The latest twist in this mess comes from UAL Corp.'s United Airlines. It wants to terminate its employee pension funds to secure loans it needs to get out of bankruptcy -- a drastic move that would represent the largest pension default ever by a U.S. company.
Should that happen, competing airlines may try to do the same, and it could easily extend to other industries, too. And who would be left with the cleanup? Taxpayers, of course.
"I'm deeply concerned that more and more employers may decide that the rational thing to do ... is to follow others to the exit and get out of sponsoring a pension plan before it becomes an impossible burden," said James A. Klein, president of the American Benefits Council, a Washington-based trade group representing the employee benefits system.
A pension plan is considered underfunded when its obligations -- what it owes to retirees -- exceed its assets by at least 10 percent. At that point, companies must cover the difference.

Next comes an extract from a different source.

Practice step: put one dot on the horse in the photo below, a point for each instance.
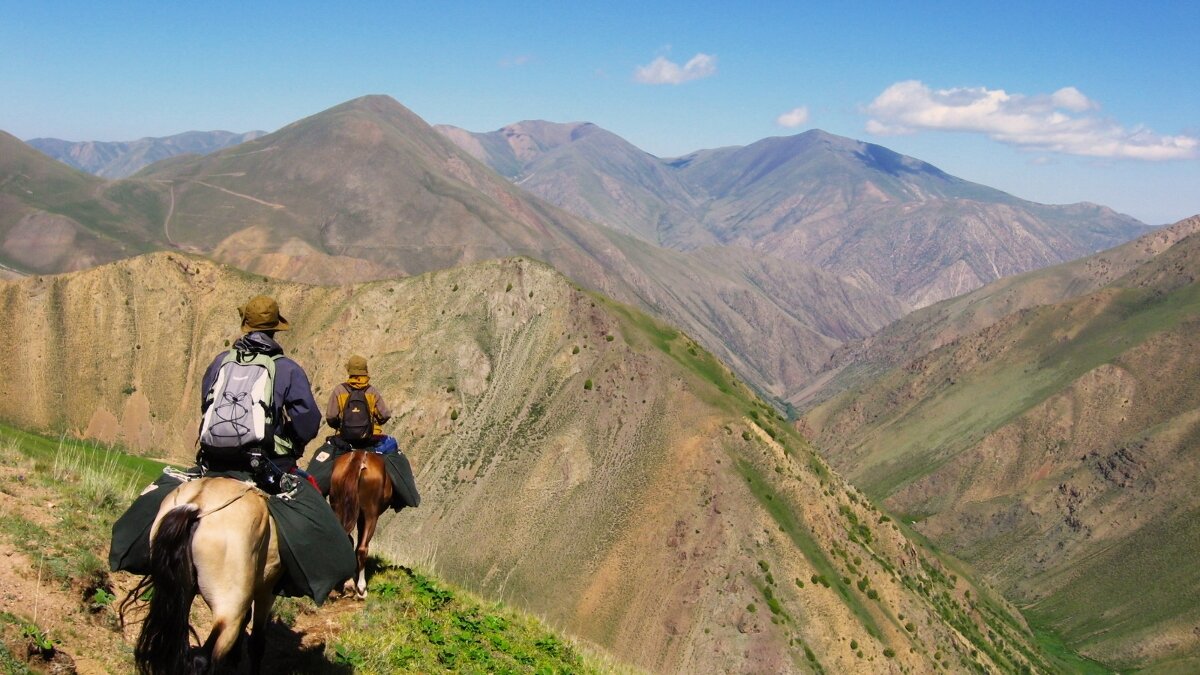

Pension plans of the 362 companies in the Standard & Poor's 500 index offering defined benefit plans went from being overfunded by $280 billion in 1999 to being underfunded by $165 billion last year, according to S&P. And that was a $54 billion improvement from 2002, thanks to rebounding stock prices.
The government has tried to help ease the pension burden. Airlines and steel companies have been granted a two-year reprieve that allows them to only pay 20 percent of what is currently required.
But it still isn't enough for some companies.
United announced last month that it would skip payments to its four pension funds while it restructures under bankruptcy protection, and later disclosed in a regulatory filing that it would "likely" have to terminate those plans.
Should United successfully convince a bankruptcy court that it needs to terminate its massive plans, which would wipe a huge liability off of its books, there is no telling what kind of ripple effect it could set off in the airline business -- and beyond.
US Airways could be next. The troubled carrier wants government permission to stretch out about $68 million in contributions it owes to the pensions of its mechanics and flight attendants over the next five years, rather than the next 18 months.
If more companies move to dump their pension plans, it would put increasing pressure on the already-strapped Pension Benefit Guaranty Corp., the government agency that insures pensions earned by 44 million workers and retirees participating in 31,000 plans.
The agency, which is funded through premiums charged to employers and investment returns, saw its deficit balloon to a record $11.2 billion in 2003. And in just the last three years, the PBGC has accumulated $15.9 billion in claims, more than twice as much as the $6.1 billion it assumed between 1980 through 1999, according to a new report by the Washington-based Cato Institute.
With the PBGC facing such huge burdens, the government may have no choice but to go forth with a multibillion-dollar taxpayer bailout. That would thrust the pension crisis out of corporate America and into everyone's wallet.